Kindred is instead the story of Dana, a black woman married to a white man in 1976, who keeps traveling back to the nineteenth century at moments that allow her to save the life of her white, slave-owning ancestor Rufus.

I read the first thirty-some pages on Monday, another forty-some pages on Tuesday, and the rest of the book in one sitting yesterday, a sitting where I kept thinking, "At the next section break, I'll get up and do my weight lifting," but didn't. That's a pretty good sign that it's an engrossing, compelling story.

I have this idea in my head that Octavia Butler is a Serious Writer who deals with Serious Issues, which she does. The book clearly tackles both the issue of white slave owners fathering children with their black slaves via rape and the issue of how easily people adapt to their circumstances, even if those circumstances mean they become slaves. The Serious Issue that seemed hinted at but not directly addressed is how their time in the past changes Dana and Kevin's relationship in the present of 1976.

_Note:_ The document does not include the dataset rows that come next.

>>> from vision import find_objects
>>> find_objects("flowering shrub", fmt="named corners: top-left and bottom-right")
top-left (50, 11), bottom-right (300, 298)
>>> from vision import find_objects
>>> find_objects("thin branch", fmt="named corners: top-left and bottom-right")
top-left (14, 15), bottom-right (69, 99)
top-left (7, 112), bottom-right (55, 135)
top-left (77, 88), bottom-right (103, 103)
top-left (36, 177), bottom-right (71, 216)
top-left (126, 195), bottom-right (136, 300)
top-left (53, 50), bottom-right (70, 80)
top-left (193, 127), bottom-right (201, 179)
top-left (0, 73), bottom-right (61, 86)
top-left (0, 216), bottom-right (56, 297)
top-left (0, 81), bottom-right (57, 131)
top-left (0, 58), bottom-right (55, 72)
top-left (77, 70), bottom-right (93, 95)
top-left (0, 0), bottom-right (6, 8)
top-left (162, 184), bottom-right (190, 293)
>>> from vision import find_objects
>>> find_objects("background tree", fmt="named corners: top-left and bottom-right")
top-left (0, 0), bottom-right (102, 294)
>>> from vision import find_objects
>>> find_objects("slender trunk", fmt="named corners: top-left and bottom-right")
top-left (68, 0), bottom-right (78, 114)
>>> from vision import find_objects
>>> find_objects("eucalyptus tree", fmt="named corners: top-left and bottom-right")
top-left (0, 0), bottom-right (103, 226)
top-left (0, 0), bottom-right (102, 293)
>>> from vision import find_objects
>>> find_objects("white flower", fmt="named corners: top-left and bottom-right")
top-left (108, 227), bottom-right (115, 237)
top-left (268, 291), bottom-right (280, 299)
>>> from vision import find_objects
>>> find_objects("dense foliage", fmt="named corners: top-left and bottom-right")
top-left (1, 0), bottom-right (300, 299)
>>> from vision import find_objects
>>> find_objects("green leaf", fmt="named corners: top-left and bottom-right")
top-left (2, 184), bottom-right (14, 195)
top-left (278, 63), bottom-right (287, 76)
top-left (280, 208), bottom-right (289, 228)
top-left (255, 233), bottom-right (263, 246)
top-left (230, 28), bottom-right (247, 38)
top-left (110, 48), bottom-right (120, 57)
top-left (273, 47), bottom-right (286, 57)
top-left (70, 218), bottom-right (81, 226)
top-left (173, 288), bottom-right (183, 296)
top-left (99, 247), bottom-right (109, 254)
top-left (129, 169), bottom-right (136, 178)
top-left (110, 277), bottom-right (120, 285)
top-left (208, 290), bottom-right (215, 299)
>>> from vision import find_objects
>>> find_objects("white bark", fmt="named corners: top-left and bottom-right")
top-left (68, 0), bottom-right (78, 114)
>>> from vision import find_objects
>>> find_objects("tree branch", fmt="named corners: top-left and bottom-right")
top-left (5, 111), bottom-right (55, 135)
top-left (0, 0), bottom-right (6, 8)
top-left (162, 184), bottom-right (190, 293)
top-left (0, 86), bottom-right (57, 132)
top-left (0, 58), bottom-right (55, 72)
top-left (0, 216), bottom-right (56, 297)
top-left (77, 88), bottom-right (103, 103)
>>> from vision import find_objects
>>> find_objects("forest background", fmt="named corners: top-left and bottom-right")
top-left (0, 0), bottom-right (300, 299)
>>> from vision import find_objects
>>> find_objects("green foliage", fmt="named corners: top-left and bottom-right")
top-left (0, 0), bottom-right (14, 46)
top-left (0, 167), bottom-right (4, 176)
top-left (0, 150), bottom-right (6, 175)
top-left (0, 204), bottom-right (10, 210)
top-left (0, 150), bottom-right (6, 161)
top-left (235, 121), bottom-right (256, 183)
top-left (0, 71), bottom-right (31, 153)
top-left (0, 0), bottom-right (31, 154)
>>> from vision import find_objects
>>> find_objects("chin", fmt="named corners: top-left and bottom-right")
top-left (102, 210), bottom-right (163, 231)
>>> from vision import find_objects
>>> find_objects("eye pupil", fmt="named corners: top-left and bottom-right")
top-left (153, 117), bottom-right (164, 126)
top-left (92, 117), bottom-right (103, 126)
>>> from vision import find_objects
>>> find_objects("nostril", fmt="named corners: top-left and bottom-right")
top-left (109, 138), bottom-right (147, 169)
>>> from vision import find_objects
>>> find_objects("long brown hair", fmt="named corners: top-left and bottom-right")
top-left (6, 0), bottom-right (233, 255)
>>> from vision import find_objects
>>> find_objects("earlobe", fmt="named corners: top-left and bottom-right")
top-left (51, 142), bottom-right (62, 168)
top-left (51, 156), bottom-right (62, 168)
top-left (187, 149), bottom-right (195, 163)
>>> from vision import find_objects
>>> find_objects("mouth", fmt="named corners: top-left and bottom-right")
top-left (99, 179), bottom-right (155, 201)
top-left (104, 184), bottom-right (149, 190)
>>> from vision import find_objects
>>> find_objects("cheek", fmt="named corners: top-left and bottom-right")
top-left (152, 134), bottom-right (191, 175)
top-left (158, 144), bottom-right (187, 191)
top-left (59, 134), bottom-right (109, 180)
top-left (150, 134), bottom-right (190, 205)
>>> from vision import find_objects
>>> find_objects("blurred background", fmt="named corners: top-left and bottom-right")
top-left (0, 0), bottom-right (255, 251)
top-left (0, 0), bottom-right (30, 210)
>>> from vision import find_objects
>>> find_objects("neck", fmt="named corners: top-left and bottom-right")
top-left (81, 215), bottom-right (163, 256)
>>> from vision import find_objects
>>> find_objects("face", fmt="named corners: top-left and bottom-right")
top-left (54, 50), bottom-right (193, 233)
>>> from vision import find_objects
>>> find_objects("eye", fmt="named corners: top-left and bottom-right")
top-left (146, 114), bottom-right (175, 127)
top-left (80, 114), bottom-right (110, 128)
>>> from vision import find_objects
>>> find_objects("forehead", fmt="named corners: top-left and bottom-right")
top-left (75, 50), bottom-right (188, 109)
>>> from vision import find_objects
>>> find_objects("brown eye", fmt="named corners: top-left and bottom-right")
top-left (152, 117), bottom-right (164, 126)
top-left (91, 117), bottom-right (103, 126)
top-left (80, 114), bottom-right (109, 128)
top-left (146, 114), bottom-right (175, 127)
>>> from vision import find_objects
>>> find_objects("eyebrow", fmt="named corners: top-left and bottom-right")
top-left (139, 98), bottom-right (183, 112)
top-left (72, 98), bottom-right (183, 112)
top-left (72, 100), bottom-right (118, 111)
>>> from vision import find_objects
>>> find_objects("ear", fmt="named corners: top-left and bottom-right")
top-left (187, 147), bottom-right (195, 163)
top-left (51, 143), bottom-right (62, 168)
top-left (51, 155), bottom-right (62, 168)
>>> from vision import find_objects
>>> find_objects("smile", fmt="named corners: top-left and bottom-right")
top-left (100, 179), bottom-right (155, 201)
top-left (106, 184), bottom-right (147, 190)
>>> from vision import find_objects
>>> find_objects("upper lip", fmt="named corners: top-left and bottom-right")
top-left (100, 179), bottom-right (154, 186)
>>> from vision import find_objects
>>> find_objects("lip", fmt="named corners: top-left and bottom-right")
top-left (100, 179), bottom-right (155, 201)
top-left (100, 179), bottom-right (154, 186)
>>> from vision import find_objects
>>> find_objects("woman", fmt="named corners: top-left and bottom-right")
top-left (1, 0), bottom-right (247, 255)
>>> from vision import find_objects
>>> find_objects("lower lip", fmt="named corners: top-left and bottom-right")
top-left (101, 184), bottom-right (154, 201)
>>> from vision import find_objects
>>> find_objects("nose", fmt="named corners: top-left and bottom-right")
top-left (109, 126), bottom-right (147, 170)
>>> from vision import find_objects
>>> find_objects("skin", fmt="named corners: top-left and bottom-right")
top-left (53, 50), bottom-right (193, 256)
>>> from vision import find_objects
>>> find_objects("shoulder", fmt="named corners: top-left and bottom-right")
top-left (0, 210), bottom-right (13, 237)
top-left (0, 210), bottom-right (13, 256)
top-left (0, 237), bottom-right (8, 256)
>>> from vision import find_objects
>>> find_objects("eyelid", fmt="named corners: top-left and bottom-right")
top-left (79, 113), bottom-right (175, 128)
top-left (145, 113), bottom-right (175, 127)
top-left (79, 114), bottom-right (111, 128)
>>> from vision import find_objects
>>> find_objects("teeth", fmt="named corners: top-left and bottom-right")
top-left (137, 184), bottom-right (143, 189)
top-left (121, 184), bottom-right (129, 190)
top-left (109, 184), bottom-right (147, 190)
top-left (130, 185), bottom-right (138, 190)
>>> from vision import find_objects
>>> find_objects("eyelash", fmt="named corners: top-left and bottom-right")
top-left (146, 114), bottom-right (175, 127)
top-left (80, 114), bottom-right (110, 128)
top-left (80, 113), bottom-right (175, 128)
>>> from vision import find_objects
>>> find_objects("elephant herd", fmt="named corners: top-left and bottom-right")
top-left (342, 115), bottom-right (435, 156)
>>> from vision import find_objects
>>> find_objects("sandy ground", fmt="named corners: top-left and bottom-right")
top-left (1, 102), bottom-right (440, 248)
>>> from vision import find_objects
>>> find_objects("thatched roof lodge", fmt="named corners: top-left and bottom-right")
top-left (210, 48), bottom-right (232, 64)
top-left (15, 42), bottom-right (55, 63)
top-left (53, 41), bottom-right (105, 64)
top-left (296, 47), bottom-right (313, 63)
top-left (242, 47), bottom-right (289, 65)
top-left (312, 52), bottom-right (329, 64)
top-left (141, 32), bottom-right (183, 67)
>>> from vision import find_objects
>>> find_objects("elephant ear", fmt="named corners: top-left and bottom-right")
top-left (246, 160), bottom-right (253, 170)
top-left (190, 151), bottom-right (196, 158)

Some of the dialogue is a little stilted, and not the nineteenth-century dialogue, either, but the 1976 dialogue. I suspect most of that is simply the formula of writing in the 70s (I can't remember the last time I read a non-children's book written before 1990, so I don't really have anything to compare it to), but there's at least one spot where the message is showing a little too clearly.

In terms of broadening my experience of the world, I have to admit that I had a hard time really accepting how easily Dana adapted to being a slave. I'm not sure how much of this is the writing not pulling me far enough into her head and how much of it is my white privilege that means I've never had to think about what it would be like to be a slave, which is clearly something Dana lives with even before her time travel experiences. I was skimming Racialicious earlier today, and in recounting a discussion about BDSM race play, Andrea Plaid says, "Personally, I think of race play and, yeah, I feel the body memories of slavery, too," which makes me more convinced it's my white privilege showing.

Date: 2009-04-10 07:33 pm (UTC)
From: [identity profile] jacquez.livejournal.com
I will say that PotT seeming issue-hammery may have more to do with me and my belief system than with Butler's writing. :)

Date: 2009-04-10 10:13 pm (UTC)
From: [identity profile] jacquez.livejournal.com
I'm an atheist humanist with Serious Issues with organized religion. (But I repeat myself!) Parable of the Talents deals partially with the clash of competing belief systems, and how different organized religions (including the fictional one invented by the protagonist of the earlier book, Parable of the Sower) function and cope.

The whole thing gave me mental hives in a weird way that I am not sure I can explain without spoiling the book!

Date: 2009-04-12 03:33 am (UTC)
From: [identity profile] jacquez.livejournal.com
Definitely start with the first book in the series!